An awesome revelation came to us when we interviewed the Global L&D Manager of the Services Division in a large bank. Her scope of work extended to a couple of thousand employees and accounted for about 10% of the bank’s total workforce and she had a team of 3 people supporting her. When we met, she was just about to outsource the kind of work that I am referring to above to either their HR admin provider or to an intern/junior role. She had specifically built a business case, categorizing and time tracking the type of work she did every day by splitting it into value adds – tasks strictly related to getting employees closer to good quality, useful L&D content – and time traps – copy/pasting data, extracting the same type of report repeatedly, sending the same reminder to managers every couple of days, formatting tables, sending calendar invites, booking resources, etc. It was an absolute goldmine! She was sketching out her process on a piece of paper lying between us on the table, in the conference room, explaining her method and, in the end, told us her very saddening, but not at all surprising conclusion.
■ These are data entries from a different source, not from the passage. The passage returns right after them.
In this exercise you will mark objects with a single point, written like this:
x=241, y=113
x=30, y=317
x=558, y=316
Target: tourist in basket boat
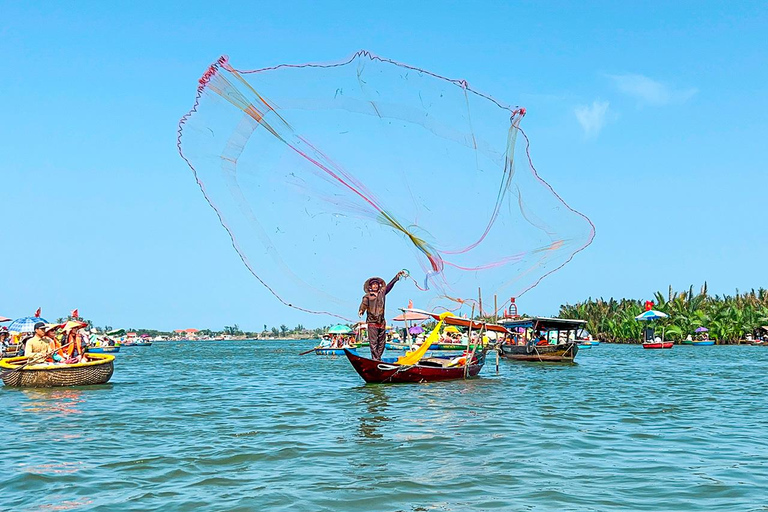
x=374, y=303
x=74, y=342
x=54, y=344
x=36, y=348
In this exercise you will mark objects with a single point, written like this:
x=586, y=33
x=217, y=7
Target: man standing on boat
x=374, y=304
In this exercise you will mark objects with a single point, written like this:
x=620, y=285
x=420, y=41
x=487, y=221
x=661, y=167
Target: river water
x=245, y=426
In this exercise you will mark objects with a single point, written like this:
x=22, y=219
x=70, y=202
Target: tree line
x=728, y=318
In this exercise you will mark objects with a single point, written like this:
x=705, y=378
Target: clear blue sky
x=649, y=117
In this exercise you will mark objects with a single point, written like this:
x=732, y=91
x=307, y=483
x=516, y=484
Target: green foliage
x=728, y=318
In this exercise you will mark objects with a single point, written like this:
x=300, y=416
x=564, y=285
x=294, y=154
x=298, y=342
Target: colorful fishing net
x=325, y=174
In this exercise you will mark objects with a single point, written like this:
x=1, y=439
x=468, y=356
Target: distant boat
x=103, y=350
x=434, y=346
x=332, y=351
x=658, y=344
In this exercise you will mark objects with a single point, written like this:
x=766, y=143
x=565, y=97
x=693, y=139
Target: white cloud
x=650, y=92
x=592, y=118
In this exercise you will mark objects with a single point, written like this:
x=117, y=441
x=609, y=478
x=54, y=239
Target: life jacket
x=73, y=340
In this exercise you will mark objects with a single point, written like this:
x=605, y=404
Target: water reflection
x=60, y=401
x=376, y=402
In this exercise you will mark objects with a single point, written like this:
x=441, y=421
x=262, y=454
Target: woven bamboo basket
x=97, y=370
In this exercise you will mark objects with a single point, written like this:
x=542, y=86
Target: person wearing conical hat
x=54, y=345
x=74, y=341
x=374, y=303
x=36, y=348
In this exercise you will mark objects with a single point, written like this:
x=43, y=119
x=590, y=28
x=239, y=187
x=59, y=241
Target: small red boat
x=661, y=344
x=432, y=369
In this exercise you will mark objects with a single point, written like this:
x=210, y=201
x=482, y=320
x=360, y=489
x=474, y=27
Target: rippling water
x=252, y=426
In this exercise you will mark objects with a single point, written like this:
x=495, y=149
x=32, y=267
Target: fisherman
x=36, y=349
x=374, y=304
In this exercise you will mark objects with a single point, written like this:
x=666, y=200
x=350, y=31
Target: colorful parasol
x=26, y=324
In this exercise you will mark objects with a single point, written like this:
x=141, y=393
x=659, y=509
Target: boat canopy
x=543, y=323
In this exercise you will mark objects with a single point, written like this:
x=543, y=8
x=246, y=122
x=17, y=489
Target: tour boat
x=658, y=344
x=103, y=350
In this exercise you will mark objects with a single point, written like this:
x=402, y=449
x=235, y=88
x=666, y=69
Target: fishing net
x=324, y=174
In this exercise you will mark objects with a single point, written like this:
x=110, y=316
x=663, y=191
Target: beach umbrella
x=26, y=324
x=339, y=329
x=411, y=316
x=651, y=314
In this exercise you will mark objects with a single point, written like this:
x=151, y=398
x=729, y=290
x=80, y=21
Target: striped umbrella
x=651, y=314
x=26, y=324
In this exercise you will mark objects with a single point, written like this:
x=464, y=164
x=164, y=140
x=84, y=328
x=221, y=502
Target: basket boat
x=97, y=370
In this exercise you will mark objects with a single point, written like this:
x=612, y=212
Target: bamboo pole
x=480, y=300
x=469, y=340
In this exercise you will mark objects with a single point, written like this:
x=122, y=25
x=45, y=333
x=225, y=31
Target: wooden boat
x=435, y=346
x=331, y=351
x=564, y=352
x=658, y=344
x=97, y=370
x=103, y=350
x=561, y=353
x=431, y=369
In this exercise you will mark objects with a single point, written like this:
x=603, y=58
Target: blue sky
x=650, y=118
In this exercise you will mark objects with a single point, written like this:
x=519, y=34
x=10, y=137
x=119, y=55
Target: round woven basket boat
x=97, y=370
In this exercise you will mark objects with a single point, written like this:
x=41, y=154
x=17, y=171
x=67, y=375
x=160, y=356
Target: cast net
x=326, y=174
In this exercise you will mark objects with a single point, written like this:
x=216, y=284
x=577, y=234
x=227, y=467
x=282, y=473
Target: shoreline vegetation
x=730, y=319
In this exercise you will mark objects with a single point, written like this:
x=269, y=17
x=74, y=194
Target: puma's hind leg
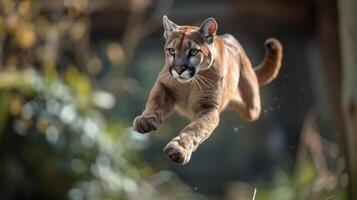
x=247, y=99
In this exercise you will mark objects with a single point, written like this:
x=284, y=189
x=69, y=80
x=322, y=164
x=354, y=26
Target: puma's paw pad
x=177, y=153
x=145, y=124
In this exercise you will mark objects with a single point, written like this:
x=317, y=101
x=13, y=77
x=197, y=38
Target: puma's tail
x=269, y=68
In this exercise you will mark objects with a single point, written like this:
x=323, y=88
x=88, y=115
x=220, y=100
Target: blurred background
x=75, y=73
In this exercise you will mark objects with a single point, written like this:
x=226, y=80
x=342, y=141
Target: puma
x=204, y=73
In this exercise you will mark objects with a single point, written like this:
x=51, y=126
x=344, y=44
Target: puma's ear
x=169, y=26
x=208, y=29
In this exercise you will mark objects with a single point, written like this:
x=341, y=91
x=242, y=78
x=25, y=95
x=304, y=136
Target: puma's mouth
x=184, y=80
x=183, y=75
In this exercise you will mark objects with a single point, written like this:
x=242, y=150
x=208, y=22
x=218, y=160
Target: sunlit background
x=75, y=73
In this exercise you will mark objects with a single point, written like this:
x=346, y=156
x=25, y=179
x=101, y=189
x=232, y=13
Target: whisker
x=202, y=82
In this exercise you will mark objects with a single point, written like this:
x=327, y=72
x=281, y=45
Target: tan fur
x=230, y=81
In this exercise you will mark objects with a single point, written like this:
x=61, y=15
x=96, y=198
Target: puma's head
x=189, y=49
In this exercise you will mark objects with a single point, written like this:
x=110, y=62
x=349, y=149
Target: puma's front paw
x=145, y=124
x=178, y=152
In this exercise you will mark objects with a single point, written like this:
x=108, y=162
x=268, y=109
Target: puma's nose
x=180, y=69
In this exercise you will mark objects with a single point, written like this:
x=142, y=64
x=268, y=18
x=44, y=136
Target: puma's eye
x=193, y=52
x=171, y=51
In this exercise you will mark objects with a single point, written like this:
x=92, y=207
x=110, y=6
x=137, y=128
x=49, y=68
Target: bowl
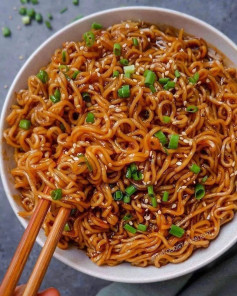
x=73, y=257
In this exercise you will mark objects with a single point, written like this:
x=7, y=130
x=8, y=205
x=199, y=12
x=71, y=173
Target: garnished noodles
x=134, y=129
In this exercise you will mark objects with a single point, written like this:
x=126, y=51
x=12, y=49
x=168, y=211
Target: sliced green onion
x=124, y=91
x=86, y=162
x=55, y=98
x=150, y=190
x=150, y=78
x=166, y=119
x=118, y=195
x=199, y=191
x=43, y=76
x=86, y=97
x=174, y=142
x=90, y=118
x=177, y=73
x=64, y=56
x=56, y=194
x=127, y=217
x=137, y=176
x=130, y=190
x=67, y=227
x=50, y=17
x=38, y=17
x=25, y=124
x=154, y=201
x=48, y=25
x=124, y=62
x=126, y=199
x=152, y=88
x=31, y=13
x=165, y=196
x=25, y=20
x=133, y=168
x=194, y=79
x=141, y=227
x=135, y=41
x=192, y=109
x=129, y=69
x=6, y=32
x=89, y=38
x=74, y=75
x=22, y=10
x=62, y=127
x=128, y=173
x=169, y=85
x=127, y=75
x=195, y=168
x=63, y=10
x=176, y=231
x=117, y=49
x=162, y=138
x=164, y=80
x=130, y=228
x=96, y=26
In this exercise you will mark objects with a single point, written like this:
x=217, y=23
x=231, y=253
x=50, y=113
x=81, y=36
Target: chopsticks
x=23, y=250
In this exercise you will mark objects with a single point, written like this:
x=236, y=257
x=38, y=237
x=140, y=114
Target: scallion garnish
x=150, y=190
x=25, y=124
x=135, y=41
x=199, y=191
x=55, y=98
x=177, y=73
x=115, y=73
x=117, y=49
x=176, y=231
x=118, y=195
x=195, y=168
x=150, y=78
x=67, y=227
x=89, y=38
x=124, y=91
x=174, y=142
x=38, y=17
x=96, y=26
x=165, y=196
x=43, y=76
x=63, y=10
x=192, y=109
x=90, y=118
x=129, y=228
x=194, y=79
x=141, y=227
x=169, y=85
x=166, y=119
x=86, y=97
x=162, y=138
x=6, y=32
x=124, y=62
x=74, y=75
x=130, y=190
x=164, y=80
x=127, y=217
x=56, y=194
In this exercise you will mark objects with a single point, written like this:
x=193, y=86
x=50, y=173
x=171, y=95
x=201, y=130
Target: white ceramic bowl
x=77, y=258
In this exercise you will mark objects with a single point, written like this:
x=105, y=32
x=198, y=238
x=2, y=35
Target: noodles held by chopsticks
x=138, y=139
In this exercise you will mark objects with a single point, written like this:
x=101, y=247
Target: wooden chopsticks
x=23, y=250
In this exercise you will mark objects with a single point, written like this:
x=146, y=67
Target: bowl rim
x=4, y=112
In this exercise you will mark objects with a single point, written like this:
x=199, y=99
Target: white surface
x=77, y=258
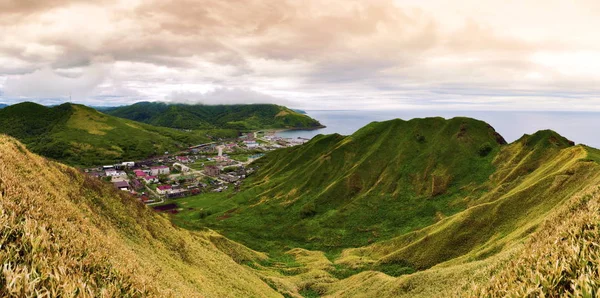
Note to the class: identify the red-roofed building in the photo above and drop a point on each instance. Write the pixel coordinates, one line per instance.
(183, 159)
(150, 179)
(160, 170)
(140, 173)
(163, 189)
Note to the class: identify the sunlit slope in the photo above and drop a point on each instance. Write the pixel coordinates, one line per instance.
(387, 179)
(559, 258)
(64, 234)
(534, 175)
(498, 196)
(80, 135)
(239, 117)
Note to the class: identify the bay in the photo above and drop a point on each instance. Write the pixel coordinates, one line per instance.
(580, 127)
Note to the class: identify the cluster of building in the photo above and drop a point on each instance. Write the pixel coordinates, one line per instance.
(201, 168)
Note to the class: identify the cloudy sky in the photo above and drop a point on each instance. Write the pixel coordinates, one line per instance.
(312, 54)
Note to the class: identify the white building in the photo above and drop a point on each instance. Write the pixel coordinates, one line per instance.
(115, 173)
(251, 144)
(160, 170)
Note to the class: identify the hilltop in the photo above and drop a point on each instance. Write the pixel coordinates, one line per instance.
(386, 179)
(530, 227)
(79, 135)
(405, 206)
(238, 117)
(64, 233)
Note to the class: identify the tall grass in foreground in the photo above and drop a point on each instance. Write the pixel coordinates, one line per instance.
(562, 260)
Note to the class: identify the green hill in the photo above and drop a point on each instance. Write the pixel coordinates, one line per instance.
(506, 220)
(79, 135)
(408, 207)
(387, 179)
(239, 117)
(64, 234)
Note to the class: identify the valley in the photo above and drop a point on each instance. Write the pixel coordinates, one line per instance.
(398, 209)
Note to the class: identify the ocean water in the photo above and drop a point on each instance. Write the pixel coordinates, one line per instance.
(580, 127)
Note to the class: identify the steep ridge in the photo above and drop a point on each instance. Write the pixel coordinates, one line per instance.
(498, 196)
(387, 179)
(79, 135)
(239, 117)
(63, 234)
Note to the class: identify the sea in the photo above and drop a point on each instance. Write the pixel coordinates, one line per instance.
(580, 127)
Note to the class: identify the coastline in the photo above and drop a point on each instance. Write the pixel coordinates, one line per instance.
(276, 130)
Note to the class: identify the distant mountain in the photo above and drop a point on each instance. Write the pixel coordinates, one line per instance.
(65, 233)
(444, 207)
(239, 117)
(80, 135)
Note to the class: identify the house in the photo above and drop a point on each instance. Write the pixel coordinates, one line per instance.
(160, 170)
(150, 179)
(129, 164)
(122, 185)
(213, 171)
(229, 178)
(136, 184)
(183, 159)
(251, 144)
(115, 173)
(163, 189)
(181, 167)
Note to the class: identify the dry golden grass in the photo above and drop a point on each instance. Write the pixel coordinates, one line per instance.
(561, 260)
(66, 235)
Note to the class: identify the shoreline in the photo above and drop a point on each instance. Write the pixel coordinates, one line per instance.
(276, 130)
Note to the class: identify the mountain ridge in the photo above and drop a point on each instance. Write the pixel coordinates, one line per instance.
(80, 135)
(197, 116)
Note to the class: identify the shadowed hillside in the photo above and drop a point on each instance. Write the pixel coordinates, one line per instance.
(64, 234)
(238, 117)
(408, 207)
(387, 179)
(79, 135)
(528, 224)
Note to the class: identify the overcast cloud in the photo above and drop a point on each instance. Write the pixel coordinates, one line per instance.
(315, 54)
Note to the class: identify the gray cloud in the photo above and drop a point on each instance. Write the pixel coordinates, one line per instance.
(310, 53)
(227, 96)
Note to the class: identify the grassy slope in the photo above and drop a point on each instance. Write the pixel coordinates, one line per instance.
(387, 179)
(505, 197)
(239, 117)
(63, 233)
(79, 135)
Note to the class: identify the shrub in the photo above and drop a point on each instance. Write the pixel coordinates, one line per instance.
(308, 210)
(485, 149)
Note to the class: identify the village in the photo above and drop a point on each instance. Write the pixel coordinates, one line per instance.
(210, 167)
After painstakingly tracking her effort over a longer period of time, she realized that she spent at least 3 months out of her entire year in time traps. Then, as she raised her head from drawing on the paper, she let out a very frustrated sigh and said “but I swear it feels more like 6 months, I just can’t figure out how else to measure it and prove my point further”.
One very likely answer to that dilemma is the sneaky and very wasteful context switching time cost that has become the attention of psychologists in more recent years: you’re completely blind to it, but it’s still time that passes without you actually making progress in your work. Going back to learning & development automation and its relevance in this particular example, it becomes quite obvious that there are very important, measurable benefits to leaving the repetitive work in the “hands” of a supporting tool – whether it’s just being able to stay on top of things and to stop falling behind on your current work, or saving precious time that’s currently being wasted in low-value tasks, in order to focus on more creative, enriching L&D activities. Or rather, to frame it a bit differently, it’s not that certain tasks are less important than others. After all, all of the work needs to be done, in order to consider the scope of your L&D work completely addressed. But some of these activities can take as little as 30 seconds to complete, could very well be done by a machine, but generate that context switching time cost which can sometimes be as high as 20-25 minutes for every single switch.